Si namja manis itu terbaring lemah di ranjang di rumah sakit sementara si namja kelahiran LA itu terus saja menatapnya.
"Apa yang sebenarnya terjadi padamu, Jinyoung-ah, apa kau masih meminum obat penenang itu?"
Brak!
Pintu ruangan itu terbuka sempurna. Youngjae masuk dengan terengah-engah.
"Jinyoung-ah," matanya membulat sempurna saat melihat Jinyoung yang tidak sadarkan diri. Tatapan sengit langsung ia berikan pada Mark.
"Aku sudah bilang padamu agar kau menceraikannya. Kenapa kau tidak melakukannya, lelaki brengsek?! Kau tidak mendengar ucapanku saat itu, hah?! Dia tertekan karena dirimu! Sekarang, beritahu aku apa yang sebenarnya terjadi!"

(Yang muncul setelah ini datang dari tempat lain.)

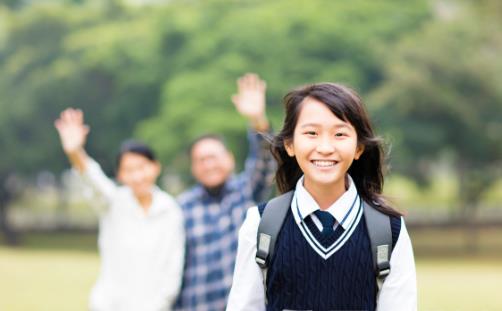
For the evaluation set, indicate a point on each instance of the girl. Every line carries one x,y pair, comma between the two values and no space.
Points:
141,237
328,154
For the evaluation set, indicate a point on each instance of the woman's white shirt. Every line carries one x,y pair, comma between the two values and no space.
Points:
399,291
142,254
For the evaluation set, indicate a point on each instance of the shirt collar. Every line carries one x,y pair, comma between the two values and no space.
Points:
304,204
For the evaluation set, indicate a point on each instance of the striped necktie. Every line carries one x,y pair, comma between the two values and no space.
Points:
327,220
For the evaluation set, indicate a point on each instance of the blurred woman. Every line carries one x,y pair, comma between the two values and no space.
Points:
141,237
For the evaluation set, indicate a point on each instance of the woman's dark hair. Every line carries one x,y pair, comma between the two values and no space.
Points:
133,146
367,172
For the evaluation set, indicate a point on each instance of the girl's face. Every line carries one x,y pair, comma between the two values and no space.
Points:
324,146
138,173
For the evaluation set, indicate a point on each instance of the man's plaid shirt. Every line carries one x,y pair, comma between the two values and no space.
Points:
212,229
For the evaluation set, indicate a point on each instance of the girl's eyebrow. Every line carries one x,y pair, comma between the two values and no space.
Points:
338,125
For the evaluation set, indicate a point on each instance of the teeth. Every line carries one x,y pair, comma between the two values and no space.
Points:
324,163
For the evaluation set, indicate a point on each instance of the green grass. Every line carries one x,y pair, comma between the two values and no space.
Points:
56,272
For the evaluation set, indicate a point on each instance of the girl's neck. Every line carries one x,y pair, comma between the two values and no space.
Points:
325,196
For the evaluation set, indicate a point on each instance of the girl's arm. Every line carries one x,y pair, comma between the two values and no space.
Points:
73,134
260,165
247,292
399,291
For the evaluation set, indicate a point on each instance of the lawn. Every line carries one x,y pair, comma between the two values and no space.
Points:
56,273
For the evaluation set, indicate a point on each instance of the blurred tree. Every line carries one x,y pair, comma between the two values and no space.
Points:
209,44
441,97
54,57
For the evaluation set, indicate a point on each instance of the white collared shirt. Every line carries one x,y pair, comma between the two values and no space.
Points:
141,253
398,293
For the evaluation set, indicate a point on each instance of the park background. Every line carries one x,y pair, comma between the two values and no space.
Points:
429,71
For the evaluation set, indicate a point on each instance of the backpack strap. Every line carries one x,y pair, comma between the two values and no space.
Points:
380,234
270,224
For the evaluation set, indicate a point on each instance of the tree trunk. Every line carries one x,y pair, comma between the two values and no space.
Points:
11,238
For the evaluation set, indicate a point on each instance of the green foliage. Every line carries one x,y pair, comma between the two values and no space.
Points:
166,73
441,97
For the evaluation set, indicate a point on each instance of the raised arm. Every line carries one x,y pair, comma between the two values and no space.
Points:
73,134
250,101
260,165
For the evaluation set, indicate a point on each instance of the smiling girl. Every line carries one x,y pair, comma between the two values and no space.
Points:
329,156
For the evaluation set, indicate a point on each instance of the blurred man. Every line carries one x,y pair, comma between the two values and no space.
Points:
215,208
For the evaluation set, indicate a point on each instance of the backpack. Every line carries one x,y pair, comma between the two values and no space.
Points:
377,223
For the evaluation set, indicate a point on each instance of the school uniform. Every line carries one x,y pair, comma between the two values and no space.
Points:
320,268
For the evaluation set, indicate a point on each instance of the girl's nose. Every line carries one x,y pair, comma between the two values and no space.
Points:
325,145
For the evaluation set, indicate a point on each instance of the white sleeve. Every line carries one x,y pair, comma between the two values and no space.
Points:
97,179
174,257
399,291
247,292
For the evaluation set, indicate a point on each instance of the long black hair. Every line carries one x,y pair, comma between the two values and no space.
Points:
367,172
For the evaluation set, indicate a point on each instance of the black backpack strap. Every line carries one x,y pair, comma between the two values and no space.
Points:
380,234
270,224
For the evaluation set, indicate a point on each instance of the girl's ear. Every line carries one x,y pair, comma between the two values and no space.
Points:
359,151
288,145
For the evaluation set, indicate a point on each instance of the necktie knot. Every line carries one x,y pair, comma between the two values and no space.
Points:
327,221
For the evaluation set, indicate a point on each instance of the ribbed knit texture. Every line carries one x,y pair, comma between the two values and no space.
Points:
299,279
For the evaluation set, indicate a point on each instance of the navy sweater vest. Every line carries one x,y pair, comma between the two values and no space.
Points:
299,279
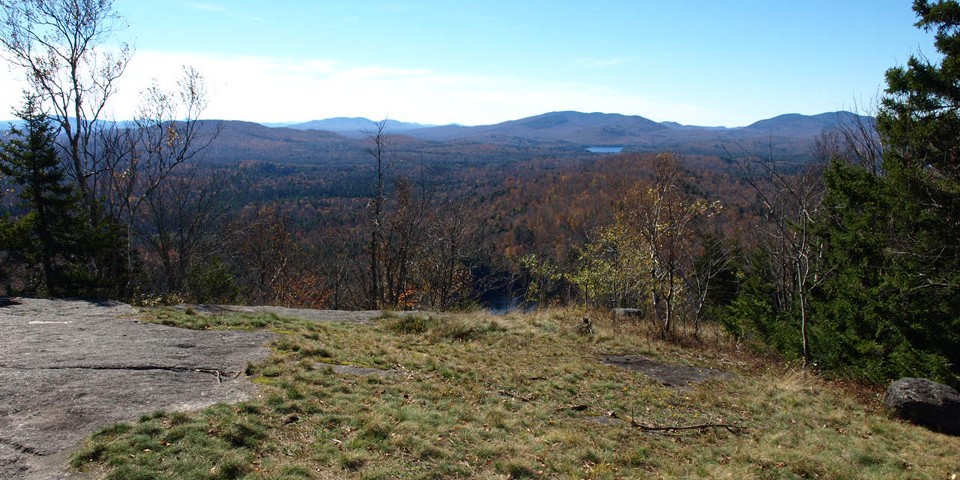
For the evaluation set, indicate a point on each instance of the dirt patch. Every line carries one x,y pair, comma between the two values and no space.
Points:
68,368
362,316
668,375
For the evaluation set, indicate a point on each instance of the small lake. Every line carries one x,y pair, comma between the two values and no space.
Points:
604,149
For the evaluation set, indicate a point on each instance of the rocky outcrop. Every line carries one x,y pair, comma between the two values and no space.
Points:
925,402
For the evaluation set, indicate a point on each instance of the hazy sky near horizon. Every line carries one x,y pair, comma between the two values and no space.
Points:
697,62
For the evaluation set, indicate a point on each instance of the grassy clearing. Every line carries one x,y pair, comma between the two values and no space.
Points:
476,396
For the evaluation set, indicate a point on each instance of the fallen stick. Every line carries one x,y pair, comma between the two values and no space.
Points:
734,429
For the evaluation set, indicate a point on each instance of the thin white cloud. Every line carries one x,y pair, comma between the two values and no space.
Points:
208,7
267,89
603,62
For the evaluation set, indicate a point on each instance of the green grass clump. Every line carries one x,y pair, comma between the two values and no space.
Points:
472,396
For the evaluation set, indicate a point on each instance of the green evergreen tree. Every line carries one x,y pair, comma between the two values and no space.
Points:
892,307
47,234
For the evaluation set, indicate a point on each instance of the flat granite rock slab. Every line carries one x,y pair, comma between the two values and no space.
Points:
68,368
668,375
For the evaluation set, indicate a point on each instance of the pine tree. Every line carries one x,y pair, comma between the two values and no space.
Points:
894,235
46,235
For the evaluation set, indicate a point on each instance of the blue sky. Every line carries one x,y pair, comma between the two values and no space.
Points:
478,62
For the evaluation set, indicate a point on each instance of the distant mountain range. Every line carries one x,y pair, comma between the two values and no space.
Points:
787,135
354,127
341,140
595,129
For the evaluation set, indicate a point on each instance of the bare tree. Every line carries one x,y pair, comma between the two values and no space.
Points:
138,158
663,217
790,204
67,52
183,222
379,141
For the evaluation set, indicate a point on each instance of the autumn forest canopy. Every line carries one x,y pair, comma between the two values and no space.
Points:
841,250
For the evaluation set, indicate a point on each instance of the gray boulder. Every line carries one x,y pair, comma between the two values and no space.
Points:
925,402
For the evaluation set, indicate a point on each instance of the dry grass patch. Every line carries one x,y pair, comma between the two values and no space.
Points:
478,396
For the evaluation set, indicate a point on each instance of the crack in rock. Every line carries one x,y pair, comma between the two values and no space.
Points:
179,369
21,448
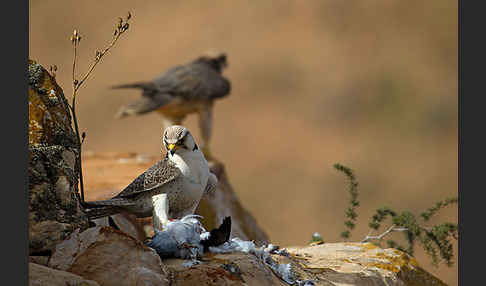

"A.. aku.. aku tidak tahu. Dia datang ke sekolah tempat aku mengajar," jelas Mark singkat yang juga sedang panik.
"Lalu?! Pasti ada alasannya mengapa ia sedang tidak sadarkan diri disini, bodoh!" Mark langsung mengingat sesuatu. Saat ia ingin mengucapkannya, ia teringat hal yang lain.
"Hei, ayo keluar dulu dari ruangan ini. Jinyoung akan sedih kalau tahu kita berdebat karena dirinya," Youngjae langsung keluar tanpa menatap Mark. Mark mengikutinya dan menutup kembali pintu ruangan itu.
"Jelaskan," ujar Youngjae pelan, ia rasa ia harus lebih tenang dan tidak emosi.
"Hm. Jadi, sebenarnya pacarku berada di sekolah itu," ucap Mark. Youngjae pun duduk di kursi yang berada di koridor itu.
"Sebenarnya hal itu tidak ada hubungannya kalau saja Jinyoung tidak mengenal siapa pacarmu, Mark. Jinyoung selalu tahu semuanya, tapi ia tidak ingin mengungkapkannya. Intuisinya kuat, feelingnya mengenai sesuatu didominasi dengan kebenaran. Ia mungkin mengenal pacarmu," ucap Youngjae sambil menghela napas berat.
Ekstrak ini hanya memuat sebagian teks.